The pitchers benefited from three defensive gems. Luis Castillo and Gonzalez turned a nifty double play, Juan Pierre made a diving catch in center field, and first baseman Derrek Lee stretched to rob Gregg Zaun of a hit in the ninth.
Jeriome Robertson (10-5) allowed six hits and five runs in four-plus innings. The rookie, who has lost consecutive decisions for the first time this season, said he struggled adjusting to the mound.
“I left some balls up in the zone, and they took advantage,” he said.
The Marlins improved to 19-9 against left-handed starters, with five consecutive victories. They went to work quickly against Robertson.
With one out in the first, Castillo walked, Rodriguez singled off the glove of third baseman Morgan Ensberg, and Lowell homered on a 2-0 pitch.
“It’s huge for the team momentum-wise, and for me, to go out there and work with a lead,” Pavano said.
Rodriguez singled home a run in the fifth for a 5-0 lead.
Pavano threw 75 pitches before the Astros got a hit—a single by Biggio leading off the sixth. Ensberg also singled, and Bagwell hit a sacrifice fly, with Pierre robbing him of a hit.
Shortstop Gonzalez looked at second base after fielding a routine grounder and then held the ball, allowing Richard Hidalgo to reach on a fielder’s choice as a run scored. Michael Tejera escape further damage by retiring the next two batters.
“Our pitching has kept them down,” manager Jack McKeon said. “If we getany kind of hitting, we can win.”

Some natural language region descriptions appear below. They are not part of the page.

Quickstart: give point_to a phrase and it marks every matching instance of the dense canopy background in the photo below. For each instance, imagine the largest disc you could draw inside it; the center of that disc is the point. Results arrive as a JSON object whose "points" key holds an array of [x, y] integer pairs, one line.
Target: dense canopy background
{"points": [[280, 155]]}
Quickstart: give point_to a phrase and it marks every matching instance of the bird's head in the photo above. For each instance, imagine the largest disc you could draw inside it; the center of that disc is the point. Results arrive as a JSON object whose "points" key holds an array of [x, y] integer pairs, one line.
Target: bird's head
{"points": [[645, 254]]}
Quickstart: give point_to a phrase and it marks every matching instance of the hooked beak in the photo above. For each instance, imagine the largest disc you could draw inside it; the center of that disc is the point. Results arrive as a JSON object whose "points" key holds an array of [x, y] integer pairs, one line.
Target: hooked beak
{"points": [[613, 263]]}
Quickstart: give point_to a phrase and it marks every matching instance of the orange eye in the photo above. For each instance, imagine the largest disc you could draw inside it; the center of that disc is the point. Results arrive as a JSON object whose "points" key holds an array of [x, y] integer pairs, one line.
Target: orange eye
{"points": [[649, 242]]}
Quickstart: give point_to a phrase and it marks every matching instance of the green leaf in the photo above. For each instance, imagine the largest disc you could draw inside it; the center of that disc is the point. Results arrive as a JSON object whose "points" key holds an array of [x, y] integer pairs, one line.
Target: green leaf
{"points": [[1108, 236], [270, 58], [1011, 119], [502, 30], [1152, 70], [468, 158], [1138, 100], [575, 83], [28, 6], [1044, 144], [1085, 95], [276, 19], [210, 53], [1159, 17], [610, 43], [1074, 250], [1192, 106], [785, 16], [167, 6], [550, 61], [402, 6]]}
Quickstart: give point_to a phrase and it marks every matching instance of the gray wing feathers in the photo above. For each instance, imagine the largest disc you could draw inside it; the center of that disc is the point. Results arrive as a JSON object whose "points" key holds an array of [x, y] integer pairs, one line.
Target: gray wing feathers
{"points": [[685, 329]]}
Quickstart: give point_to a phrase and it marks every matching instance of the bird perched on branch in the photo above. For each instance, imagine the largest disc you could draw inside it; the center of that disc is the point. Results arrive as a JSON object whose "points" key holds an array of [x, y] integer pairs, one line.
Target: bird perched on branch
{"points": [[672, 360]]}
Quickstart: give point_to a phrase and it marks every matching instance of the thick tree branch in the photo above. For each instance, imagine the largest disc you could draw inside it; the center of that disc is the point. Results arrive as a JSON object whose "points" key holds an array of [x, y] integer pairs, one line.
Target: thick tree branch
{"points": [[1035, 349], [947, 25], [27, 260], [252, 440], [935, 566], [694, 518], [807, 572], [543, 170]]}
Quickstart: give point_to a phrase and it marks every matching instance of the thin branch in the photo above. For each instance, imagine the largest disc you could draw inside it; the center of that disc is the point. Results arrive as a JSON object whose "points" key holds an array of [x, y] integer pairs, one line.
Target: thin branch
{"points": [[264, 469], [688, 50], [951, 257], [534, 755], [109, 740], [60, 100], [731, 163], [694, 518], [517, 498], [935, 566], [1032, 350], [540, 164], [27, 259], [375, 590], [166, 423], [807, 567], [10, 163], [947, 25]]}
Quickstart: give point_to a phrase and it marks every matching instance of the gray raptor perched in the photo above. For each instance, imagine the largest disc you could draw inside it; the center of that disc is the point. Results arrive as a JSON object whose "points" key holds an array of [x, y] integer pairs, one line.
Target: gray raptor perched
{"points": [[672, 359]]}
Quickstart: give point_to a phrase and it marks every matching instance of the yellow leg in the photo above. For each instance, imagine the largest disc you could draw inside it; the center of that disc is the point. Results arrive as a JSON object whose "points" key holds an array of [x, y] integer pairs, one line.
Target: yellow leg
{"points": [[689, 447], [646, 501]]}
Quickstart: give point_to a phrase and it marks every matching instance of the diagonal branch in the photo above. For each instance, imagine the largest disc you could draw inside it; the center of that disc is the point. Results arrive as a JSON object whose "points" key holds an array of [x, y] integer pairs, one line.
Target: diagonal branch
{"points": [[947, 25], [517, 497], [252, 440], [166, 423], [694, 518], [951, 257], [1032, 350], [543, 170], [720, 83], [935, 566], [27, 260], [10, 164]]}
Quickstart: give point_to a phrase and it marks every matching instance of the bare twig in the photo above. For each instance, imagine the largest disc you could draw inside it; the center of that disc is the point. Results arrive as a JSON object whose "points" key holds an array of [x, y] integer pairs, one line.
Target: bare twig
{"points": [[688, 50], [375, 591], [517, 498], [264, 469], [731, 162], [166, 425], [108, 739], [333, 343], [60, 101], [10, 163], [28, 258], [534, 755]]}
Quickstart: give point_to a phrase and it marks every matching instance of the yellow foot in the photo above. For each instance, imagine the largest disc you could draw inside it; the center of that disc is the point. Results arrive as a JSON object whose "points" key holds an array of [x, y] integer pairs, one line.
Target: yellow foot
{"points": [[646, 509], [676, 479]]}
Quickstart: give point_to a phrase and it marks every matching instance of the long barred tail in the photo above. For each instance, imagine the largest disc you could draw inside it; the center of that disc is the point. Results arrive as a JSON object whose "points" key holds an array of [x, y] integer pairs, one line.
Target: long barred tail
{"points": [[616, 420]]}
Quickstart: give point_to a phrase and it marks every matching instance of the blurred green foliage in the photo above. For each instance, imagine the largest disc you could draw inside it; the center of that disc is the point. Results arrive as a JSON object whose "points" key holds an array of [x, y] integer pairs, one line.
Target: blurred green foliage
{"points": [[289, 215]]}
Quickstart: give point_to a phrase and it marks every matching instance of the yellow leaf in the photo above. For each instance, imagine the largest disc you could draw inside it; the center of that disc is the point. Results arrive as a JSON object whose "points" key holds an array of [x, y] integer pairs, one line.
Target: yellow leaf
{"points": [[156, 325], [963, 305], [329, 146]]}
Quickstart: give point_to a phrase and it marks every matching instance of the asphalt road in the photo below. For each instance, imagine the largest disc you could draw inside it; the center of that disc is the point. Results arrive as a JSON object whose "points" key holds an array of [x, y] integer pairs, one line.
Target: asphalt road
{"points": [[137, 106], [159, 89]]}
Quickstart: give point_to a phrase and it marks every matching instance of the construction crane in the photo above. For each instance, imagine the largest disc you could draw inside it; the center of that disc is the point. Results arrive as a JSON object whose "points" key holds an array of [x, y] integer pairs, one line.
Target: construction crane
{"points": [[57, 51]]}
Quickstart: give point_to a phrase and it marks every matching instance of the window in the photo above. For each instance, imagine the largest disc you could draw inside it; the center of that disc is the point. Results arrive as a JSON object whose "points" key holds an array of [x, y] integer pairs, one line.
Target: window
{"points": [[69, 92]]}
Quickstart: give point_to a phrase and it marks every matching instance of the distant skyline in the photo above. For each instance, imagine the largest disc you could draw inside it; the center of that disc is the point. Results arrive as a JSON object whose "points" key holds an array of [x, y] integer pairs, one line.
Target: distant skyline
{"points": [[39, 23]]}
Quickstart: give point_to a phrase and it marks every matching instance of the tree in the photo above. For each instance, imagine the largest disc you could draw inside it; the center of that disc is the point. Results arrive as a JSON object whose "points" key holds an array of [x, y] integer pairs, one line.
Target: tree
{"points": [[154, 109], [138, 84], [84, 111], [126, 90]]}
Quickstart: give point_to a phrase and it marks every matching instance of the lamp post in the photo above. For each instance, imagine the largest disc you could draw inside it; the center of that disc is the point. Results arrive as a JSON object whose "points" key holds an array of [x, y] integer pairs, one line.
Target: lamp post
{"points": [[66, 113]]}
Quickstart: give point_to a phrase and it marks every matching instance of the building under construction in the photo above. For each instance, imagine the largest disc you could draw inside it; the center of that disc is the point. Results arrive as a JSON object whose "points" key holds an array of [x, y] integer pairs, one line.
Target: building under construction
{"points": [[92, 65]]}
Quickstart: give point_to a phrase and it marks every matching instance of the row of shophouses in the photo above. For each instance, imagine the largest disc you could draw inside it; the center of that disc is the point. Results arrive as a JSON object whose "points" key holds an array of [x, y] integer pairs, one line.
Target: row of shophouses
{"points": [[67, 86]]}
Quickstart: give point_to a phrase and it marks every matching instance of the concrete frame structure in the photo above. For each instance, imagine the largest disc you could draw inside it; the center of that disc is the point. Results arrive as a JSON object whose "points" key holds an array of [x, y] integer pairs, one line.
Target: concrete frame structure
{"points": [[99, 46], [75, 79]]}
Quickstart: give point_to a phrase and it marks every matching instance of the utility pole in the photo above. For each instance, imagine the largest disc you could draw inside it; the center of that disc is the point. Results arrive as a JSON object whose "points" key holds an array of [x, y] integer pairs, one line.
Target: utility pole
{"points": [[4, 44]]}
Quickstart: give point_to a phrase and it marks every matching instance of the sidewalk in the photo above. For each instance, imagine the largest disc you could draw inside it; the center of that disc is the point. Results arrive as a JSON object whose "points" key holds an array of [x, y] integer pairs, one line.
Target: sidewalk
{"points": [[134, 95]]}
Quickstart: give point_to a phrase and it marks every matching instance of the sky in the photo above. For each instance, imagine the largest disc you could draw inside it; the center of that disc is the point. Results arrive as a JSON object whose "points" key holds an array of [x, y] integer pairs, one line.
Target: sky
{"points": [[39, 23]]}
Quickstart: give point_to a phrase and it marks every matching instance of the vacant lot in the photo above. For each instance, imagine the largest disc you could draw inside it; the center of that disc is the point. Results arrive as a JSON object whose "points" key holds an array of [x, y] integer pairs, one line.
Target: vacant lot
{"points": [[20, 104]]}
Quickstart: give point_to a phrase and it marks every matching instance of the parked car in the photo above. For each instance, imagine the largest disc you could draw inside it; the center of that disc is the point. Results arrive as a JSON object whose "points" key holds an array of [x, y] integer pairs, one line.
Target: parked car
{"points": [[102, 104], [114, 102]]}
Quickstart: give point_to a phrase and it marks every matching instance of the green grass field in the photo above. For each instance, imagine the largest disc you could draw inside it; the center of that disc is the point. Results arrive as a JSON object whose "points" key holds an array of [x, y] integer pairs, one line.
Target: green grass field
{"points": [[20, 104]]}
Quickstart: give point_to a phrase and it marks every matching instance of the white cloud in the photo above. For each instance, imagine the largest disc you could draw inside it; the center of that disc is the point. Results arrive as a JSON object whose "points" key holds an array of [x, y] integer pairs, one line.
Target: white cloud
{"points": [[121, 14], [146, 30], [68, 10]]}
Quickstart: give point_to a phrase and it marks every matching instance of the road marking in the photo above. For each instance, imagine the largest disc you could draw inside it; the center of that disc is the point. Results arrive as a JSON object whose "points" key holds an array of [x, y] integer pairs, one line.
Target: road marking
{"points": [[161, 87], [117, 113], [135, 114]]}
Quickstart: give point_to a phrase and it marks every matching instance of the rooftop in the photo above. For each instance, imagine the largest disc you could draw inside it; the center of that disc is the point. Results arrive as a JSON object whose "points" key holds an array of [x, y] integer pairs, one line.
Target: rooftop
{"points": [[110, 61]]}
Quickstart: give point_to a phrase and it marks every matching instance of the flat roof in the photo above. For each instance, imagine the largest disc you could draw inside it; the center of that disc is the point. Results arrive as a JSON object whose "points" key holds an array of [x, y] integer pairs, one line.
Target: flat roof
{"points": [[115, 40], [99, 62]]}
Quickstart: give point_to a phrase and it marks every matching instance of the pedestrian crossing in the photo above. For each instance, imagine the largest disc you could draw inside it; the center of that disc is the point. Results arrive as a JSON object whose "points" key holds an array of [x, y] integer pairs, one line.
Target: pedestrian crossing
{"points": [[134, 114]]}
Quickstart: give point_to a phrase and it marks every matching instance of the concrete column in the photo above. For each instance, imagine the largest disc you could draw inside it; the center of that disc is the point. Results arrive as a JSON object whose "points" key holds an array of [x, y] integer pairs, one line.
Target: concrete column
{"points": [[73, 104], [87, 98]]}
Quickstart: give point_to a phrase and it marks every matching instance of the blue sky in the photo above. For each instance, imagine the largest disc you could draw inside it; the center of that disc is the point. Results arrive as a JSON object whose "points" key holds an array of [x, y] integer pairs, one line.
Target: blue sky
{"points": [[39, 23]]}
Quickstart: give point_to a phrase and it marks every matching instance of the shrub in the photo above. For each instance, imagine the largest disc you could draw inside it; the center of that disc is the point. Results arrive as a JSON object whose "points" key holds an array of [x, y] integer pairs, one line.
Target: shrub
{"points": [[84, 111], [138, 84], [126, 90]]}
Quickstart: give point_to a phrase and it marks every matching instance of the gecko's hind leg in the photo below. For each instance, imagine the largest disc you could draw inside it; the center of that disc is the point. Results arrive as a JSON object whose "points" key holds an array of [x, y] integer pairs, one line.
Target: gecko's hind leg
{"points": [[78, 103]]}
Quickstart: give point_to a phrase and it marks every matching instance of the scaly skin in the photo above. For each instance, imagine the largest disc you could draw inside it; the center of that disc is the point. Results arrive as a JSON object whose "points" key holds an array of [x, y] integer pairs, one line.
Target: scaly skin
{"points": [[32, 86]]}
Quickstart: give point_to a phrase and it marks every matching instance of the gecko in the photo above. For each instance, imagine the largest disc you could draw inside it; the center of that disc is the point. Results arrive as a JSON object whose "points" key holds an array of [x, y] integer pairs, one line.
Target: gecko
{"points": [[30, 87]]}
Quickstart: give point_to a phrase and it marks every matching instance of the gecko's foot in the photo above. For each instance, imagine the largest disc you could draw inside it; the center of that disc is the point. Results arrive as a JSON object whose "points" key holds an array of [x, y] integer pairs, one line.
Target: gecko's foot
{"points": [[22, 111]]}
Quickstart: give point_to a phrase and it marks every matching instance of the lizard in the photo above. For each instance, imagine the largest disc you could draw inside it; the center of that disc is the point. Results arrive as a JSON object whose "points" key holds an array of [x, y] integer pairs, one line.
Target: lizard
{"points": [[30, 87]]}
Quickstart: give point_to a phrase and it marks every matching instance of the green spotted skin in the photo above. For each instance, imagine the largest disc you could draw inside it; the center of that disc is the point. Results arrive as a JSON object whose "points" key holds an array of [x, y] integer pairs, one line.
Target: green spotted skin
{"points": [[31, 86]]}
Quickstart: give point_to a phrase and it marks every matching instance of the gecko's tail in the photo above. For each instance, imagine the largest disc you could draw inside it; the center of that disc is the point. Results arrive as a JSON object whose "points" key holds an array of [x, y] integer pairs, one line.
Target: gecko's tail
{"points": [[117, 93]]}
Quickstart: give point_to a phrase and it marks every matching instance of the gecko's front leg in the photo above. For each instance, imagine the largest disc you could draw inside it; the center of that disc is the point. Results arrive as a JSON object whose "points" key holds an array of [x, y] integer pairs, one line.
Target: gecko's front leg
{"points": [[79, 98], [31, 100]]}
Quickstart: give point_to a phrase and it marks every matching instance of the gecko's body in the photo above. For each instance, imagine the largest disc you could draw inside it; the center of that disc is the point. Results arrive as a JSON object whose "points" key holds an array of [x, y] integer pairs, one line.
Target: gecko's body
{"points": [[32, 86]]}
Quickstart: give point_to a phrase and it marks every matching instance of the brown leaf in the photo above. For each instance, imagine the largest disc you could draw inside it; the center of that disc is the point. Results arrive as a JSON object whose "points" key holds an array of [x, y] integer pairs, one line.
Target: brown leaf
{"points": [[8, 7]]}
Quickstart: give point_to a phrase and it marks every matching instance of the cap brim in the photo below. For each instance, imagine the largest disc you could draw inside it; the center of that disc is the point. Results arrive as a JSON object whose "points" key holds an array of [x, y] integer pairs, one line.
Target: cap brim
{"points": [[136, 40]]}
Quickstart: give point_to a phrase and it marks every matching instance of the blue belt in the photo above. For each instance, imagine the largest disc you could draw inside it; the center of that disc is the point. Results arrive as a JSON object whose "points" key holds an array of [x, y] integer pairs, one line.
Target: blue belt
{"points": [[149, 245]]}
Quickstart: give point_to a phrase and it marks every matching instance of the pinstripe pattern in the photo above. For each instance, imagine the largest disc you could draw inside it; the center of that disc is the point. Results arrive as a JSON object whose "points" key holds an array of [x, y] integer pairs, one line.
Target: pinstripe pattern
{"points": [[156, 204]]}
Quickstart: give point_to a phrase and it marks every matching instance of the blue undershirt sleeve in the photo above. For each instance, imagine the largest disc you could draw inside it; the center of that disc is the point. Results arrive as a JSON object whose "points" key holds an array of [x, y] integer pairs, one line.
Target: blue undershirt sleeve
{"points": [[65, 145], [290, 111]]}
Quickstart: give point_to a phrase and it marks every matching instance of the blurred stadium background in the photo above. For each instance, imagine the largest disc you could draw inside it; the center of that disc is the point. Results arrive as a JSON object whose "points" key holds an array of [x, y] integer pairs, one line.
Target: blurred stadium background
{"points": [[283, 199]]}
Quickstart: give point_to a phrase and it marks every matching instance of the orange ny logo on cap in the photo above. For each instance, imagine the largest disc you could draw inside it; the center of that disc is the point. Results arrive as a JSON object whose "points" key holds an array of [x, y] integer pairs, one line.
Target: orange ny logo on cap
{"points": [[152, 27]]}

The Marlins have drawn 827,630 fans in 57 home games, compared with 813,111 in 81 games last year. … Lowell became the fourth Florida player to hit 30 home runs, joining Gary Sheffield, Cliff Floyd and Preston Wilson. He’s batting .450 (9-for-20) with runners in scoring position since the All-Star break. … Houston RHP Dan Miceli, whose complaints while with the Marlins contributed to the firing of manager John Boles in 2001, drew jeers when he entered in the fifth. … The teams began the night with the same record (59-50), but Houston leads the NL Central while Florida is third in the NLEast. … Bagwell’s average against Pavano fell to .182 (2-for-11).